"Quero imaginar sob que novos traços o despotismo poderia produzir-se no mundo... Depois de ter colhido em suas mãos poderosas cada indivíduo e de moldá-los a seu gosto, o governo estende seus braços sobre toda a sociedade... Não quebra as vontades, mas as amolece, submete e dirige... Raramente força a agir, mas opõe-se sem cessar a que se aja; não destrói, impede que se nasça; não tiraniza, incomoda, oprime, extingue, abestalha e reduz enfim cada nação a não ser mais que um rebanho de animais tímidos, do qual o governo é o pastor. (...)
A imprensa é, por excelência, o instrumento democrático da liberdade." Alexis de Tocqueville
(1805-1859)

"A democracia é a pior forma de governo imaginável, à exceção de todas as outras que foram experimentadas." Winston Churchill.

sexta-feira, 22 de maio de 2015

A MARCHA DO SOLDADO 13


A editora Boitempo escolheu Frei Betto para escrever a orelha e um professor marxista para escrever o prefácio da edição brasileira de O homem que amava os cachorros, romance do escritor cubano Leonardo Padura. É mais ou menos como se Richard Dawkins prefaciasse Confissões de Santo Agostinho. Pois o prefácio e a orelha são os únicos trechos dispensáveis nas quase 600 páginas deste livro magistral. Padura concebeu uma obra-prima literária sobre o medo e o desamor.

O livro conta a história de três homens: Liev Trotski, líder comunista soviético, expulso da Rússia por seu arquirrival Stalin; Ramón Mercader, militante stalinista e assassino de Trotski; e Iván Cárdenas Maturell, obscuro escritor cubano mergulhado na miséria e na desolação da ilha socialista.

Ancorado na pesquisa histórica, Leonardo Padura narra a história de Trotski a sofrer no exílio (Turquia, Noruega, França e México), enquanto seus antigos companheiros de revolução eram perseguidos e assassinados a mando de Stalin. Com notável poder descritivo, o autor reconstitui as faces de Mercader, agente comunista espanhol escalado e treinado para se infiltrar nos círculos trotskistas e matar o exilado a qualquer custo.

Um de seus codinomes era Soldado 13. Entrementes, sem utilizar qualquer clichê sobre o tema, Padura conta os tormentos de Iván, que luta para sobreviver em um país mais parecido com um cárcere a céu aberto.

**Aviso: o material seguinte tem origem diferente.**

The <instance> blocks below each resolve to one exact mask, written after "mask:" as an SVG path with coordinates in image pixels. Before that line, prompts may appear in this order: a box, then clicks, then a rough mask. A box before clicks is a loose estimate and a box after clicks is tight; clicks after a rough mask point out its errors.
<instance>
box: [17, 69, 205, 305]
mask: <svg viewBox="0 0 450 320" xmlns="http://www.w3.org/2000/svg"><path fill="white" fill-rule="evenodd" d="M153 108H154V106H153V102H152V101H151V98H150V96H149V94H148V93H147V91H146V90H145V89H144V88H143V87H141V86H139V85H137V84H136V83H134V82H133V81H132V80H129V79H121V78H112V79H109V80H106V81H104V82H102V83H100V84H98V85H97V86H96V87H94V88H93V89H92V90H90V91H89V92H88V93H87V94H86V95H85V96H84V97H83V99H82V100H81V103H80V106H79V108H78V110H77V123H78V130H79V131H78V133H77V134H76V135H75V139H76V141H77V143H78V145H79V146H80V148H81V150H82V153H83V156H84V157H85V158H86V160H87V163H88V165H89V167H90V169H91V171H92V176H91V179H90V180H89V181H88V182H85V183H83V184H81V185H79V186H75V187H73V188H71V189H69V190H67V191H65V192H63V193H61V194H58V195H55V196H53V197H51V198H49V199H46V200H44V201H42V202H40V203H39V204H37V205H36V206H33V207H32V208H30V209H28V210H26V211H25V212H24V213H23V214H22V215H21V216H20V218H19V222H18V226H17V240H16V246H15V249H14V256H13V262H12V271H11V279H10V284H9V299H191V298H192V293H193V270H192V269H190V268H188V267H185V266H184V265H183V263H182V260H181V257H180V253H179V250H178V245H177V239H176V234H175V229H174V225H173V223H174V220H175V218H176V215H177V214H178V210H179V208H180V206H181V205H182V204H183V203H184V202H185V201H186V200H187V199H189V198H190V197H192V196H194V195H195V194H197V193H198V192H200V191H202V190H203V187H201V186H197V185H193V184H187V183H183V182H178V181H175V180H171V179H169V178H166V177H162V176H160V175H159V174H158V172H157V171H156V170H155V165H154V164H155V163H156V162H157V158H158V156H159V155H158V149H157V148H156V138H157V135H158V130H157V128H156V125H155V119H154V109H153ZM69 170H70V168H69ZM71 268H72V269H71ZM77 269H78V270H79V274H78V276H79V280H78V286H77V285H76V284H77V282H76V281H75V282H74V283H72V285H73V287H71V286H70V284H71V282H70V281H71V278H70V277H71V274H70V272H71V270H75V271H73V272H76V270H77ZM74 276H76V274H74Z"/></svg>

Tão diferentes, os três personagens possuem em comum o amor pelos cachorros. Mas há outra característica: são indivíduos esmagados pela força da ideologia e do coletivismo. A revolução só causa desgraças na vida de Trotski, Mercader e Iván.

Para alguém que, como eu, já levou a sério o trotskismo e teve simpatias pelo regime cubano, a leitura de O homem que amava os cachorros é ainda mais impactante, por fazer a descrição do inferno de dentro para fora.
Poucos sabem, mas Ramón Mercader terminou seus dias como hóspede do regime cubano, em outubro de 1978. Após sair da prisão no México, migrou para a União Soviética (onde foi condecorado) e depois acabou preferindo mudar-se para a ilha tropical. Virou amigo e conselheiro de Fidel Castro.

“De que outra coisa podem falar os náufragos, a não ser do mar?”, diz, numa passagem do livro, o homem que treinou o Soldado 13. Espero sinceramente que os amigos esquerdistas leiam O homem que amava os cachorros. Para o ideal socialista, é um livro tão devastador quanto Arquipélago Gulag, O Zero e o Infinito ou A Revolução dos Bichos. Náufragos, falem do mar.